Scientists most often use the word "fact" to describe an observation. But scientists can also use fact to mean something that has been tested or observed so many times that there is no longer a compelling reason to keep testing or looking for examples. The occurrence of evolution in this sense is a fact. Scientists no longer question whether descent with modification occurred because the evidence supporting the idea is so strong.

Don't many famous scientists reject evolution?

No. The scientific consensus around evolution is overwhelming. Those opposed to the teaching of evolution sometimes use quotations from prominent scientists out of context to claim that scientists do not support evolution, However, examination of the quotations reveals that the scientists are actually disputing some aspect of how evolution occurs, not whether evolution occurred. For example, the biologist Stephen Jay Gould once wrote that "the extreme rarity of transitional forms in the fossil record persists as the trade secret of paleontology." But Gould, an accomplished paleontologist and eloquent educator about evolution, was arguing about how evolution takes place. He was discussing whether the rate of change of species is constant and gradual or whether it takes place in bursts after long periods when little change occurs - an idea known as punctuated equilibrium.
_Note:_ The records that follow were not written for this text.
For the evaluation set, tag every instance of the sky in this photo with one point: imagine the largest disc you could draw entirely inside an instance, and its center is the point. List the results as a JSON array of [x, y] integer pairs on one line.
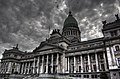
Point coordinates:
[[27, 22]]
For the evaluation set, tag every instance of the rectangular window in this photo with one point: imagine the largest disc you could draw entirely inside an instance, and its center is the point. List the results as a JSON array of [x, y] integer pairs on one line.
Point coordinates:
[[102, 67], [94, 67], [117, 48], [79, 68], [114, 33], [119, 61]]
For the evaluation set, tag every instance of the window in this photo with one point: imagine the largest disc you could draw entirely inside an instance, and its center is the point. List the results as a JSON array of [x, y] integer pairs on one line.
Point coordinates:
[[101, 56], [93, 57], [79, 68], [114, 33], [102, 67], [117, 48], [119, 61], [94, 67]]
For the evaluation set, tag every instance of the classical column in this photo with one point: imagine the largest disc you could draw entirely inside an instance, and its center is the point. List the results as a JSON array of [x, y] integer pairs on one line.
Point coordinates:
[[105, 61], [81, 63], [34, 67], [89, 67], [113, 57], [52, 64], [9, 67], [42, 67], [57, 63], [38, 65], [22, 68], [28, 67], [63, 63], [74, 64], [68, 64], [25, 68], [96, 60], [47, 65]]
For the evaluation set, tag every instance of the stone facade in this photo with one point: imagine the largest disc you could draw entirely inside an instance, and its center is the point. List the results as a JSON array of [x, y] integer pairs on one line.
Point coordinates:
[[66, 54]]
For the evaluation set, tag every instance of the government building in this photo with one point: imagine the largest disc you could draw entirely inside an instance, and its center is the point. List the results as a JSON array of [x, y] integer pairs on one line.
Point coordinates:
[[64, 54]]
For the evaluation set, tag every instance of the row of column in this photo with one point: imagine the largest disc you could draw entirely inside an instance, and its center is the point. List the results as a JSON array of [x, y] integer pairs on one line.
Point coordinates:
[[89, 63], [40, 68]]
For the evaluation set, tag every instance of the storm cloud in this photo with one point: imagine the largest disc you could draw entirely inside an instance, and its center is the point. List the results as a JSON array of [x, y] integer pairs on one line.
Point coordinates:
[[28, 22]]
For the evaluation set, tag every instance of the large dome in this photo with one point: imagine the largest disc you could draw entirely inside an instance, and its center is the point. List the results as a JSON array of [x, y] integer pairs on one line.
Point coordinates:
[[70, 21]]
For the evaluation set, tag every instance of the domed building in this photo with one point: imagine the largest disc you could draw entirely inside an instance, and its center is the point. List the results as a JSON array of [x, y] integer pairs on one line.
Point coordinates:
[[70, 29], [65, 56]]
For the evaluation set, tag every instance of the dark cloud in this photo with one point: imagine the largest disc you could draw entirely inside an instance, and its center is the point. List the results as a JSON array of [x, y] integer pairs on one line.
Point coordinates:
[[27, 22]]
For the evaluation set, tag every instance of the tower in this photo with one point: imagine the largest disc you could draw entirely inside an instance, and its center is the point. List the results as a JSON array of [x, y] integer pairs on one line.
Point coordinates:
[[70, 29]]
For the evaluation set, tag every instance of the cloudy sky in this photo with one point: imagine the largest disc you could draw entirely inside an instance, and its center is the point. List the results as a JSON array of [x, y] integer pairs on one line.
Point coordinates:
[[27, 22]]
As Gould writes in response, "This quotation, although accurate as a partial citation, is dishonest in leaving out the following explanatory material showing my true purpose - to discuss rates of evolutionary change, not to deny the fact of evolution itself."

Gould defines punctuated equilibrium as follows:

Punctuated equilibrium is neither a creationist idea nor even a non-Darwinian evolutionary theory about sudden change that produces a new species all at once in a single generation. Punctuated equilibrium accepts the conventional idea that new species form over hundreds or thousands of generations and through an extensive series of intermediate stages. But geological time is so long that even a few thousand years may appear as a mere "moment" relative to the several million years of existence for most species. Thus, rates of evolution vary enormously and new species may appear to arise "suddenly" in geological time, even though the time involved would seem long, and the change very slow, when compared to a human lifetime.

Aren't scientific beliefs based on faith as well?

Usually "faith" refers to beliefs that are accepted without empirical evidence. Most religions have tenets of faith. Science differs from religion because it is the nature of science to test and retest explanations against the natural world. Thus, scientific explanations are likely to be built on and modified with new information and new ways of looking at old information. This is quite different from most religious beliefs.

Therefore, "belief" is not really an appropriate term to use in science, because testing is such an important part of this way of knowing. If there is a component of faith to science, it is the assumption that the universe operates according to regularities - for example, that the speed of light will not change tomorrow. Even the assumption of that regularity is often tested - and thus far has held up well. This "faith" is very different from religious faith.

Science is a way of knowing about the natural world. It is limited to explaining the natural world through natural causes. Science can say nothing about the supernatural. Whether God exists or not is a question about which science is neutral.